5. Target 5–10 videos per game → 150–400 insights per game from YouTube alone.

Steam ×500 OpenCritic YouTube (5–10 videos/game)
Phase 3 — 3–4 hours
Add Reddit + Steam Discussions
Est. insight lift: ~1.5×
Reddit houses the most in-depth mechanical discussions anywhere — game-specific subreddits often have pinned threads specifically about UX, accessibility, and bugs. Steam Discussions are similarly dense for technical issues. Both are low-cost to add.

What to do:

1. Reddit: use PRAW (Python Reddit API Wrapper). Free tier allows 60 req/min. Search r/{game_subreddit} for top posts tagged "criticism", "feedback", "ux", "accessibility". Also search r/gaming with game name + keywords.

2. Steam Discussions: endpoint is https://store.steampowered.com/appreviews/{appid} — Steam's IGetDiscussionList API also available for forum threads (no auth needed for public games).

3. Filter threads for signal: sort by upvotes, minimum comment count >5. Each quality thread = 4–8 extractable insights.

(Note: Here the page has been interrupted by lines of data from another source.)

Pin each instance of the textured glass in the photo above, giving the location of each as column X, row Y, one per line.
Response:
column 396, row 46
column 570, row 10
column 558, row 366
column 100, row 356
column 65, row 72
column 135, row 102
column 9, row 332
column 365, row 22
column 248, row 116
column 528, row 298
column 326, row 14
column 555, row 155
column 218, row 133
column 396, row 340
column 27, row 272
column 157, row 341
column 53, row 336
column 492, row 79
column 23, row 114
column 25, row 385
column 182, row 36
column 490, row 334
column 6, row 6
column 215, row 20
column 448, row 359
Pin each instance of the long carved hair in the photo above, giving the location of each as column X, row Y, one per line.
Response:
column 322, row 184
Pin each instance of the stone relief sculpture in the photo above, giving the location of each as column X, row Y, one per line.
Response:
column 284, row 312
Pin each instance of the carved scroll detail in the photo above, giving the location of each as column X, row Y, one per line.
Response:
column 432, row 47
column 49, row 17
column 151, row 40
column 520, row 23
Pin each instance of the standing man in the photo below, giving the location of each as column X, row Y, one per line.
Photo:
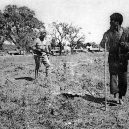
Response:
column 41, row 52
column 117, row 44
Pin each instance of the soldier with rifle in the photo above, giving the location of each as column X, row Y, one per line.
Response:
column 116, row 40
column 41, row 53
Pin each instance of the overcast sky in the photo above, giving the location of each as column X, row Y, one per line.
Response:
column 91, row 15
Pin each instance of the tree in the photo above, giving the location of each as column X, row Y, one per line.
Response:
column 18, row 26
column 63, row 32
column 59, row 32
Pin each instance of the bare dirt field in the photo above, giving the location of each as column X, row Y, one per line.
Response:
column 72, row 97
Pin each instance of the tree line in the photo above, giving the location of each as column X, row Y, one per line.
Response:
column 18, row 25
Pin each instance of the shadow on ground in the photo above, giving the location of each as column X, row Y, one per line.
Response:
column 25, row 78
column 91, row 99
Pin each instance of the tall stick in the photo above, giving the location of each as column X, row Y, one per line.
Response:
column 105, row 71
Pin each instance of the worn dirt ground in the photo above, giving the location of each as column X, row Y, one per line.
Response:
column 72, row 97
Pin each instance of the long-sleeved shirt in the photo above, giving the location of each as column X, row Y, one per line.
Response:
column 42, row 47
column 117, row 44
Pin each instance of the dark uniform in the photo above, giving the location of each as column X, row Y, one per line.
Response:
column 117, row 43
column 41, row 55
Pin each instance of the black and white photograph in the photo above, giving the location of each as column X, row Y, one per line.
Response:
column 64, row 64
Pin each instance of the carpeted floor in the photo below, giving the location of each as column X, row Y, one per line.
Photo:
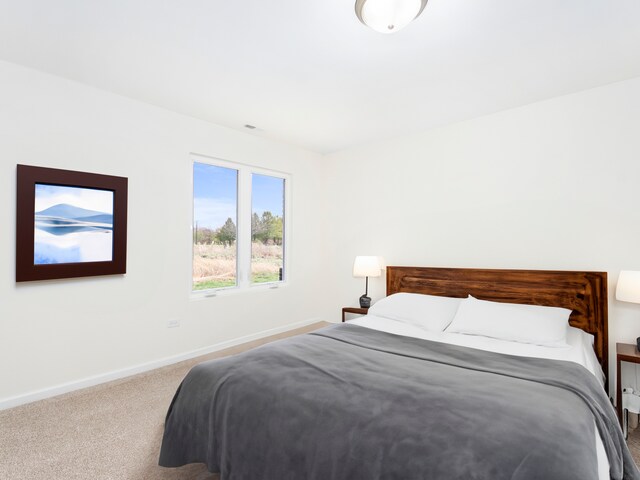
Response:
column 108, row 432
column 112, row 431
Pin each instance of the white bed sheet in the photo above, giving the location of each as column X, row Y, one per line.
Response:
column 580, row 350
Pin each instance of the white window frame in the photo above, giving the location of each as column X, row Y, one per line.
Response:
column 243, row 225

Steam ×500 OpenCritic YouTube Reddit (r/{game}) Steam Discussions
Phase 4 — 2 hours
Upgrade to multi-insight extraction
Est. insight lift: ~3× on same data
This is an AI prompt change, not a data change. Currently our classifier assigns one category per review. Sonar extracts multiple discrete insights per source. A single 200-word Steam review can contain observations about gameplay, technical performance, and UI — we're collapsing all that to one label.

What to do:

1. Change the classification prompt from: "Which category does this review primarily discuss?" to: "Extract all distinct insights from this review. For each, return: category, sentiment (positive/negative/mixed), severity (minor/notable/major), and a verbatim quote of 1–2 sentences."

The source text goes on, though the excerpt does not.